Pre-trained KV caches that skip prefill entirely. Train once per document, inject at serving time, eliminate the prefill bottleneck. Based on arxiv:2508.17032. 55 configurations validated across 3 architectures and 6 documents on H100 and W7900.

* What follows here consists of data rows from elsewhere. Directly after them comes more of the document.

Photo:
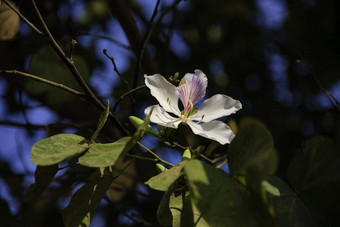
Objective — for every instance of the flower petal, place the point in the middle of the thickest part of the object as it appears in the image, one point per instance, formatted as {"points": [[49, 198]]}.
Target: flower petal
{"points": [[215, 130], [192, 88], [215, 107], [165, 93], [161, 117]]}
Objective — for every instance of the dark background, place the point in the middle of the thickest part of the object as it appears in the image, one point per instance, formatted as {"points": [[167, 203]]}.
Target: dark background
{"points": [[250, 50]]}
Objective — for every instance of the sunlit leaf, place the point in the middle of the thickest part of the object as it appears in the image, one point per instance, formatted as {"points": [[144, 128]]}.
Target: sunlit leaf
{"points": [[218, 197], [85, 201], [289, 209], [9, 22], [58, 148], [162, 181], [103, 155], [252, 148], [43, 177]]}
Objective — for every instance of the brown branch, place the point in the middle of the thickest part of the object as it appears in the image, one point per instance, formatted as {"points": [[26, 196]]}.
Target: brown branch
{"points": [[120, 10], [126, 94], [73, 69], [145, 41], [23, 18], [39, 79]]}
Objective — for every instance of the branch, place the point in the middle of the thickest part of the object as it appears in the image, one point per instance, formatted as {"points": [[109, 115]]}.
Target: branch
{"points": [[73, 69], [119, 9], [124, 95], [144, 44], [116, 69], [147, 36], [155, 155], [36, 78], [24, 18], [106, 38]]}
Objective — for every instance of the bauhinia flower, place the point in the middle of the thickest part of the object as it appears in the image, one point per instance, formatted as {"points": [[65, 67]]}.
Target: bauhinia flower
{"points": [[190, 91]]}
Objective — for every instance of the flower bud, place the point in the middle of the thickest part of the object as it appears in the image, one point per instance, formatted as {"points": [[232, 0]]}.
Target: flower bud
{"points": [[160, 168], [186, 155]]}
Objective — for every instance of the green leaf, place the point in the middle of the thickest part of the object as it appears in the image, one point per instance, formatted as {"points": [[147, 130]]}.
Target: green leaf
{"points": [[103, 155], [85, 201], [315, 176], [218, 197], [58, 148], [137, 122], [164, 214], [184, 211], [162, 181], [252, 148], [251, 158], [102, 121], [43, 177], [289, 209]]}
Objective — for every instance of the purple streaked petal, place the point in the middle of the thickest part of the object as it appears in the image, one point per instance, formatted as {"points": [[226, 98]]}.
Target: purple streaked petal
{"points": [[161, 117], [214, 130], [216, 107], [192, 88], [165, 92]]}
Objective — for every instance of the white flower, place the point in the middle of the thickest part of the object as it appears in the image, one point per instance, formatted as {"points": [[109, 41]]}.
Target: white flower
{"points": [[190, 91]]}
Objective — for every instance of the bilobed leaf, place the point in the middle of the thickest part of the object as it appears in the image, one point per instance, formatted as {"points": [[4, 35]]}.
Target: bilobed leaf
{"points": [[289, 209], [252, 148], [9, 22], [58, 148], [43, 177], [103, 155], [315, 176], [164, 214], [85, 201], [217, 196], [102, 121], [162, 181]]}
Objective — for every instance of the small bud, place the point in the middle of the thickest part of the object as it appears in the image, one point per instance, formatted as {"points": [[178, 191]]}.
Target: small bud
{"points": [[160, 168], [186, 155], [138, 122]]}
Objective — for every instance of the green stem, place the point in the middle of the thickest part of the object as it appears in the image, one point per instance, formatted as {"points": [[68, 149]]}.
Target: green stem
{"points": [[142, 158], [36, 78], [154, 154]]}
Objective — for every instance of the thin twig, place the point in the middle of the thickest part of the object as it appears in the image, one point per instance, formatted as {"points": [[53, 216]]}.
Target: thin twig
{"points": [[141, 158], [116, 69], [73, 69], [155, 155], [144, 43], [39, 79], [106, 38], [147, 36], [126, 94], [24, 18], [329, 95]]}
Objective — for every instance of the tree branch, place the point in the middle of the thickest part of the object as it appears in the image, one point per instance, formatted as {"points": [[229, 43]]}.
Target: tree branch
{"points": [[119, 9]]}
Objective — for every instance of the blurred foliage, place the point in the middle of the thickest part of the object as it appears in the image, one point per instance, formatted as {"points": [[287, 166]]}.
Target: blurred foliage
{"points": [[242, 55]]}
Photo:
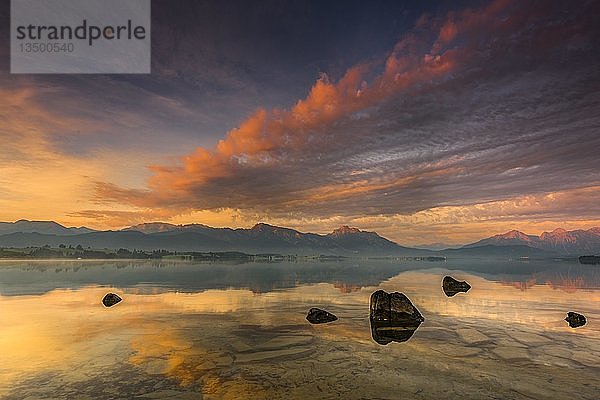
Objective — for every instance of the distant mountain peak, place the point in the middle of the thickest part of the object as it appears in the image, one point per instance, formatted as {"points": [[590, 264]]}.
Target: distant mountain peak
{"points": [[345, 230], [513, 234], [559, 240]]}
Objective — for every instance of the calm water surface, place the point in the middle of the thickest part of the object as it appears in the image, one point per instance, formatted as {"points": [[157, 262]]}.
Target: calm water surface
{"points": [[212, 331]]}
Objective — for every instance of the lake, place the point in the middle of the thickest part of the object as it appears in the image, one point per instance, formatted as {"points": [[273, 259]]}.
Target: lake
{"points": [[189, 330]]}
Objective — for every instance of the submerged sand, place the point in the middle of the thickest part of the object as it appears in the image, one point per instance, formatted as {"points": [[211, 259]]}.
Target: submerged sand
{"points": [[496, 342]]}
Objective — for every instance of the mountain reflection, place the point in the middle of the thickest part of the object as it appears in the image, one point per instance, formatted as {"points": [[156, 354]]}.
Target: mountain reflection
{"points": [[231, 342]]}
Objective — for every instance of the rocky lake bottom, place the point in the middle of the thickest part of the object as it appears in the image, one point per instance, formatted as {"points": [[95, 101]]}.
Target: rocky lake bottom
{"points": [[501, 340]]}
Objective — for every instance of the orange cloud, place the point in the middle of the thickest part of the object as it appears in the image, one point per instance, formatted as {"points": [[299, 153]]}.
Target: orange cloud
{"points": [[270, 139]]}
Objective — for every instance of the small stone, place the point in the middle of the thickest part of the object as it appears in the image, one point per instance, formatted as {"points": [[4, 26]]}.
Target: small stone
{"points": [[451, 286], [318, 316], [110, 299], [575, 320]]}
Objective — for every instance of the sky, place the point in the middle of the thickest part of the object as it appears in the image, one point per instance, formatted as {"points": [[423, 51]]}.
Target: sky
{"points": [[426, 122]]}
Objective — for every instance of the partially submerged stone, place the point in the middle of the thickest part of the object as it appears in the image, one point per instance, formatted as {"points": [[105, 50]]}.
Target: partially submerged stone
{"points": [[451, 286], [393, 317], [110, 299], [575, 320], [318, 316]]}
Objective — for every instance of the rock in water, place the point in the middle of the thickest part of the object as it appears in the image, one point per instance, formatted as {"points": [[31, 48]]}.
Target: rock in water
{"points": [[575, 320], [318, 316], [393, 317], [111, 299], [451, 286]]}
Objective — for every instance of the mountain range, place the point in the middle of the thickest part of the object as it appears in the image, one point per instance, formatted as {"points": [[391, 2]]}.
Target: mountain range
{"points": [[264, 238]]}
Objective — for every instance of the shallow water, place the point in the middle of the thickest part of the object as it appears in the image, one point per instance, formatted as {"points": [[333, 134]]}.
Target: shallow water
{"points": [[209, 331]]}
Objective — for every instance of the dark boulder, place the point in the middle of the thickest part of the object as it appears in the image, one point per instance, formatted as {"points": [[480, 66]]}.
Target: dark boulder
{"points": [[575, 320], [110, 299], [451, 286], [318, 316], [393, 317]]}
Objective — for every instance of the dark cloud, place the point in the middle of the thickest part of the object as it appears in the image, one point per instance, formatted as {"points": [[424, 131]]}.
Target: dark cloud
{"points": [[480, 105]]}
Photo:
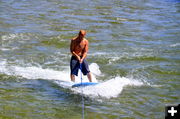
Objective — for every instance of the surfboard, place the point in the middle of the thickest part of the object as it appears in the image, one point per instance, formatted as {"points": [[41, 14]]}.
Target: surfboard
{"points": [[83, 84]]}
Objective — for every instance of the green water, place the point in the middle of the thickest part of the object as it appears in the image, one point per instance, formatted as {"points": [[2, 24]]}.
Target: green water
{"points": [[138, 40]]}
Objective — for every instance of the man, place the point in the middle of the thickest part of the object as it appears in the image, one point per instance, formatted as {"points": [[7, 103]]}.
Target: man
{"points": [[79, 49]]}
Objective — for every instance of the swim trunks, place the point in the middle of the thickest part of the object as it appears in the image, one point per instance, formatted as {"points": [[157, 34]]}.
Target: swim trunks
{"points": [[75, 66]]}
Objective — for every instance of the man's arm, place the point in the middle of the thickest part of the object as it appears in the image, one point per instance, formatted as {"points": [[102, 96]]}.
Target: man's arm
{"points": [[85, 50], [72, 50]]}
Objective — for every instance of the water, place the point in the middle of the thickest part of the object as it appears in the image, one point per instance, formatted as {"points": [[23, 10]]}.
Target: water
{"points": [[134, 54]]}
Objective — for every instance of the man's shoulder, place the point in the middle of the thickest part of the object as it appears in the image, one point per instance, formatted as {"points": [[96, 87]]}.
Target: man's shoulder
{"points": [[73, 39], [85, 40]]}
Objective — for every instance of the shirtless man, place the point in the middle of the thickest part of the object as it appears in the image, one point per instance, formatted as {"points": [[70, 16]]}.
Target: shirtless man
{"points": [[79, 49]]}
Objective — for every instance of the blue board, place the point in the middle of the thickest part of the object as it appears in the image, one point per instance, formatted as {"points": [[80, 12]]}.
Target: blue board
{"points": [[84, 84]]}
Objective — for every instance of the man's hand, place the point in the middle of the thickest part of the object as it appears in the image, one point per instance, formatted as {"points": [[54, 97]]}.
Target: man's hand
{"points": [[81, 60]]}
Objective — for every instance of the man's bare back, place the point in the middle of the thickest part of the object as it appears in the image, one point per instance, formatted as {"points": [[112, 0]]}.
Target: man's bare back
{"points": [[79, 49]]}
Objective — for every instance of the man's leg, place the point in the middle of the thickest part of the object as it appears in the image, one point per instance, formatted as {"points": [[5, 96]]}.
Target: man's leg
{"points": [[72, 77], [89, 76]]}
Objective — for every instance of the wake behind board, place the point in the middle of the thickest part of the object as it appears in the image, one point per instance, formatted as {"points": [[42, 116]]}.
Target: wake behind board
{"points": [[83, 84]]}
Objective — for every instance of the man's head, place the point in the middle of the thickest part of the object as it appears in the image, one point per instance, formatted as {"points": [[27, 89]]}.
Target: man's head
{"points": [[82, 33]]}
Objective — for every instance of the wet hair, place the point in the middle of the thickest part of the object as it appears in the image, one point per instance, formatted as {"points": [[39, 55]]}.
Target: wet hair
{"points": [[82, 32]]}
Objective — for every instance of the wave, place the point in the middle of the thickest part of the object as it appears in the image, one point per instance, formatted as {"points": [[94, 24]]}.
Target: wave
{"points": [[107, 89]]}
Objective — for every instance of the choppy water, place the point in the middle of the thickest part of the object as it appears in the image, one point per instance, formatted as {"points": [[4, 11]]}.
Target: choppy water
{"points": [[134, 53]]}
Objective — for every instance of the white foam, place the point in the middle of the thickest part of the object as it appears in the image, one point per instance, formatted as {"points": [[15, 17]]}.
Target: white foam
{"points": [[40, 73], [108, 89], [174, 45]]}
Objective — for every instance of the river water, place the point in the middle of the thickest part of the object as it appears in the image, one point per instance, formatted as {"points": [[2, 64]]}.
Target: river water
{"points": [[134, 54]]}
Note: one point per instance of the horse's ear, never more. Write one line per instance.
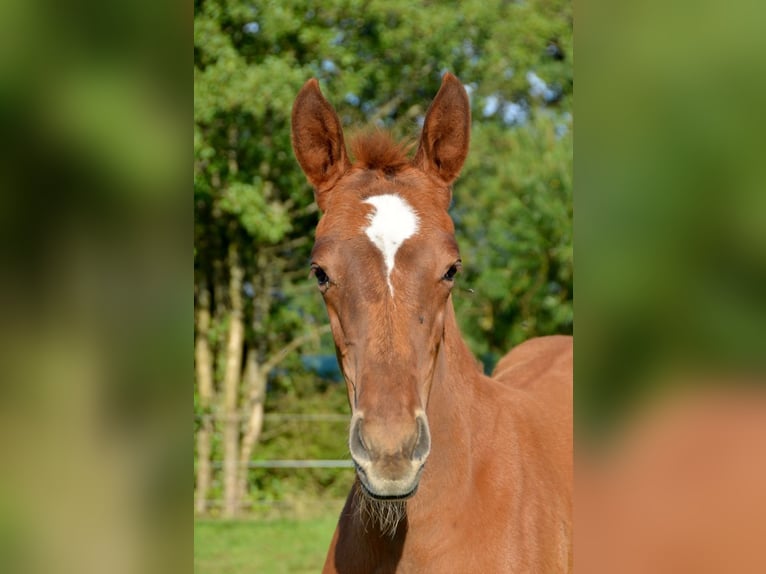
(446, 132)
(318, 140)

A cartridge replaces runtime prefill with a pre-trained KV cache. Instead of processing a document through the model at every request, the KV state is trained once offline and injected directly into GPU memory as a CPU→GPU memcpy.
Checkpoint size is dominated by KV head count. At p=256:
| Model | KV Heads | Checkpoint | At p=8192 |
|---|---|---|---|
| Qwen2.5-7B (GQA) | 4 | 15 MB | 470 MB |
| Qwen2.5-1.5B (GQA) | 2 | 7 MB | 224 MB |
| Llama-2-7b (MHA) | 32 | 128 MB | 4,856 MB |
GQA models produce 8.5x smaller cartridges than MHA models at the same prefix length. GQA is strongly preferred for cartridge deployment.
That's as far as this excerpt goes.